What is Zone-based FW architecture?

You must understand the zone-based firewall model to really understand the Cisco SD-WAN enterprise firewall.

In the past, stateful firewalls used the Context-Based Access Control (CBAC) architecture, where individual interfaces were configured with a stateful inspection policy. This architecture introduces many inefficiencies, such as:

  • manual configuration of multiple interfaces
  • a high chance of human error
  • an interface change requires a change in the firewall policy
  • often in conflict with high-availability techniques such as ECMP and Active-Active forwarding
  • limits the granularity of the firewall policies
  • does not scale sufficiently

The zone-based firewall architecture (ZBFW) overcomes these inefficiencies by utilizing zones instead of interfaces and applying inspection policies to the traffic between zones instead of between individual interfaces. This abstracts the router's interfaces away from the security inspection policies. You can add and remove interfaces from zones without changing the inspection policy. The ZBFW architecture is much more flexible, has a hierarchical structure, and scales more efficiently than the old CBAC architecture.

Types of Zones

A zone is a logical abstraction that represents multiple router interfaces. Since SD-WAN utilizes the concept of VPNs and each interface on an edge router is always assigned to a VPN id, a zone in Cisco SD-WAN is a grouping of one or more VPNs. However, in the end, a zone translates to a group of interfaces. For example, if we define a zone named "Employees," that includes VPNs 3 and 4. All router interfaces that are assigned with VPN ids 3 and 4 would be part of zone "Employees." 

SD-WAN ZBFW Zone Types
Figure 1. SD-WAN ZBFW Zone Types

There are a few different types of zones, depending on whether the zone is user-defined or system-defined, or on how it is configured. Figure 1 shows an example of each zone type, as shown in figure 1 above.

VPN-based Zones

The most general type of zone is a VPN-based zone which is a grouping of one or more VPNs. The output below shows how we define a VPN-based zone.

zone security WEB
 vpn 2
!
zone security DATABASE
 vpn 3
!

Since the VPN id is a globally significant value for the SD-WAN domain, a zone defined by a grouping of VPNs could be reused in many device templates, which makes it very scalable. Notice that a VPN can be part of only one zone.

Interface-based Zones

Another way of defining a zone is by assigning individual interfaces to the zone. This allows for greater granularity for the firewall policy configuration. For example, different interfaces part of the same VPN segment can be assigned to different zones (hence applying different firewall policies). 

zone security DATABASE
!
interface GigabitEthernet3
   vrf forwarding 3
   ip address 172.16.1.3 255.255.255.0
   zone-member security DATABASE
  !

Notice that the same interface can be assigned to an interface-based and a VPN-based zone. Additionally, we can pair a VPN-based zone with an interface-based zone and vice-versa.

Default Zone

Apart from the user-defined zones, there are two system-defined zones. The first one is the Default zone. Each VPN or router interface that has not been explicitly assigned to a security zone belongs to the default zone.

zone security default

Self Zone

The second system-defined zone is the self-zone. It includes all router's IP addresses. All traffic to and from the self-zone is allowed by default. The solution allows us to apply a firewall policy to the traffic between the self-zone and another security zone. However, you must be very careful when applying security to the self-zone as it may impact the sd-wan control connections.

zone security self

Zone Pairs

A zone establishes the security boundary where traffic is subject to firewall inspection. By default, if no firewall policy is explicitly applied between zones, all traffic within a zone is allowed, while all traffic between zones is dropped.

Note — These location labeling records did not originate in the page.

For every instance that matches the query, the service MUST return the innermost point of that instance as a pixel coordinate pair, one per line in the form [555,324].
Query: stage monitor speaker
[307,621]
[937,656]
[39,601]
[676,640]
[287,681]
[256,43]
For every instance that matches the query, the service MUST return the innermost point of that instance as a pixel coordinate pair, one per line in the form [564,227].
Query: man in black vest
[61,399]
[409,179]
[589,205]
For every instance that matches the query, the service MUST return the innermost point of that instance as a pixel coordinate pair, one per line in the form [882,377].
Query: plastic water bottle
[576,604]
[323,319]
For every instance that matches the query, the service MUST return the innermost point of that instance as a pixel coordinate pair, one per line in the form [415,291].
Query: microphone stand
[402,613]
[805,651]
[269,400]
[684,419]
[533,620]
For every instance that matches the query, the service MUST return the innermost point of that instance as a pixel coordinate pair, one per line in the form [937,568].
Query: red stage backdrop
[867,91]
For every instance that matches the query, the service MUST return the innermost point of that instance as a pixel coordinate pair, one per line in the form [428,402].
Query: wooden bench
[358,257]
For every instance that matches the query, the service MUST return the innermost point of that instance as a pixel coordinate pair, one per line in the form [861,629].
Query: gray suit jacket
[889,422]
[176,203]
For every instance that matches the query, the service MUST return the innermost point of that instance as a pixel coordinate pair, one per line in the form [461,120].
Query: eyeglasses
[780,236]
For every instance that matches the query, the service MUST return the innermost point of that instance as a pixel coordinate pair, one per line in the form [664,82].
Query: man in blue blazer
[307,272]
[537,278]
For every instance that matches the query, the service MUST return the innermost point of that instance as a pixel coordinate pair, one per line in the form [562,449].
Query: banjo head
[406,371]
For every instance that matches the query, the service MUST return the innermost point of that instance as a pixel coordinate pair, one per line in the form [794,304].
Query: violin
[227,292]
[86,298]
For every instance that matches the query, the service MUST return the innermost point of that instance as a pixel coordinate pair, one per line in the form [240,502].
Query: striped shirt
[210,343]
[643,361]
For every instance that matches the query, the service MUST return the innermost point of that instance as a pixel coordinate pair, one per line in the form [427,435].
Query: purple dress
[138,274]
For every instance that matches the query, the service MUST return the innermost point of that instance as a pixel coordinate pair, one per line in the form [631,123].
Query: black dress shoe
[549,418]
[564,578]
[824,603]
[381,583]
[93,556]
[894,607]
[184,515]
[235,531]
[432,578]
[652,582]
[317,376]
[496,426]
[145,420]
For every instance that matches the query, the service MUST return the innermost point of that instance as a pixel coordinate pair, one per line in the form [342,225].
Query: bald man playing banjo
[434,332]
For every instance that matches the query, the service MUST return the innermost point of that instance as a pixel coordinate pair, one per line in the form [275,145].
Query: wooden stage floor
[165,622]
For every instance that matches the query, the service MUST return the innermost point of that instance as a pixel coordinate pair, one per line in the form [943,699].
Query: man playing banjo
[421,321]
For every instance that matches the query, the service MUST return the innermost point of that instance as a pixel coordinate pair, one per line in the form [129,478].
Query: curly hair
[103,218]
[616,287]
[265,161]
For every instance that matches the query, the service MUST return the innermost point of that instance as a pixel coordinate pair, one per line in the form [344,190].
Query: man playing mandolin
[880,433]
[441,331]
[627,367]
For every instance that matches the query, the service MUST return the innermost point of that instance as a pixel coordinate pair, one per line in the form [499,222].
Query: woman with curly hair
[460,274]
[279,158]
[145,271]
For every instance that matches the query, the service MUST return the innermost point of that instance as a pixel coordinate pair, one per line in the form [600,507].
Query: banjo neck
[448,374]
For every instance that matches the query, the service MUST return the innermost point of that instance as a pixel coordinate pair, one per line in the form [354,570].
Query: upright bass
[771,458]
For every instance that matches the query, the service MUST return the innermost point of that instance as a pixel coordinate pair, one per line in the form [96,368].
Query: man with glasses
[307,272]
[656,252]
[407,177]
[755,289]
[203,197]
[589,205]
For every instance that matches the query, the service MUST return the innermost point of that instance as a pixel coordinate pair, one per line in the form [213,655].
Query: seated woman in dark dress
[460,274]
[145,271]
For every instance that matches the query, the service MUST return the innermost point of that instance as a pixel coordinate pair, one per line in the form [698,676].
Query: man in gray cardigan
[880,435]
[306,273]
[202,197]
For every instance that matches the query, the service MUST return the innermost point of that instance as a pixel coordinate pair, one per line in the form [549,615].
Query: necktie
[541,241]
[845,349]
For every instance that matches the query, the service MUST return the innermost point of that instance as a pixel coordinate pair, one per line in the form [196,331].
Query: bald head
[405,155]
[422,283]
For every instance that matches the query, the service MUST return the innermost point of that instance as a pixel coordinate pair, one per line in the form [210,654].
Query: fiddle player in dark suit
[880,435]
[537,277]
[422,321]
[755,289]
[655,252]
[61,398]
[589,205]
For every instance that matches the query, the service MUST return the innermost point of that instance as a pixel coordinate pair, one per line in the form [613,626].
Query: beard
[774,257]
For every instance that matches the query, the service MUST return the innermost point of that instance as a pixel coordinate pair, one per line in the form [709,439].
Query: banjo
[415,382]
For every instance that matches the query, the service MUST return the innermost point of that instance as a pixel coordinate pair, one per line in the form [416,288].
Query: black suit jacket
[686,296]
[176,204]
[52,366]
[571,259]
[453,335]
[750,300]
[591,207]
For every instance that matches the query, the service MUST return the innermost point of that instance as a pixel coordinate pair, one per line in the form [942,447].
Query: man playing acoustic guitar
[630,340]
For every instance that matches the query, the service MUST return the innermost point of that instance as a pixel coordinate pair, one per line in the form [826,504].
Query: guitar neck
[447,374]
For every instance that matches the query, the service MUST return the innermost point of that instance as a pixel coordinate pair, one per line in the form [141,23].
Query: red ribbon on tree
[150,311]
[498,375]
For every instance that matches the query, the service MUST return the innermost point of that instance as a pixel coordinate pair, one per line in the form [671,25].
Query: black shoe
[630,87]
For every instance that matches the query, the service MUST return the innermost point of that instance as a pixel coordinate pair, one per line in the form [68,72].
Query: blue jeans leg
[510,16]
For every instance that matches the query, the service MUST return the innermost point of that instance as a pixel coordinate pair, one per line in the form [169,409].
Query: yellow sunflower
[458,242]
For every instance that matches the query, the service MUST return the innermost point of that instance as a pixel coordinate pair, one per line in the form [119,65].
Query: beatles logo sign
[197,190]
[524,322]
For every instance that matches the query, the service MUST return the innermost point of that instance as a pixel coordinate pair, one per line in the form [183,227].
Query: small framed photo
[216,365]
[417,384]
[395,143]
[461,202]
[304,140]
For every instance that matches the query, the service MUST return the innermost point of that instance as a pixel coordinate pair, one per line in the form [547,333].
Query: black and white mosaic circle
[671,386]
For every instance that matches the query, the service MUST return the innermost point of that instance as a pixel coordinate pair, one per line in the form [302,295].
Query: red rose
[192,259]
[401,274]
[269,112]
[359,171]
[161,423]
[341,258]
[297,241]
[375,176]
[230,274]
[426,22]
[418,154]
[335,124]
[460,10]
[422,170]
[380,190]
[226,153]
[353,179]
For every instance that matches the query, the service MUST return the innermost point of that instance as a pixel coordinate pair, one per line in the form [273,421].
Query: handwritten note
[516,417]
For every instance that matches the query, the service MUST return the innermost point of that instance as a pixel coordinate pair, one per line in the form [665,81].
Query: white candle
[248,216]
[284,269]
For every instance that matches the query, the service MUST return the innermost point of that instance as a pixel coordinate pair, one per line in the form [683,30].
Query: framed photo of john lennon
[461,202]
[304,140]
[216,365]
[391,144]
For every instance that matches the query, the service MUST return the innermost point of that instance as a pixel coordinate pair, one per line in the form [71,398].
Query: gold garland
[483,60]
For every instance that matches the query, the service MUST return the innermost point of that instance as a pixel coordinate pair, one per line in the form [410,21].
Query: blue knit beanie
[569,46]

A zone pair is a logical association between two zones - one being a source zone and the other being a destination zone. A firewall policy is always applied to a zone pair and acts upon the traffic in the direction from the source toward the destination zone.

SD-WAN Zone Pair
Figure 2. SD-WAN Zone Pair

The configuration representation of the zone-pairing is as shown in the output below:

zone-pair security WEB-TO-DB source WEB destination DATABASE
 service-policy type inspect FIREWALL-POLICY

It is important to notice that the zone pair is a unidirectional association between two zones. Hence when a firewall policy is applied to the zone, only the traffic crossing the zones from source to destination is subject to the firewall policy.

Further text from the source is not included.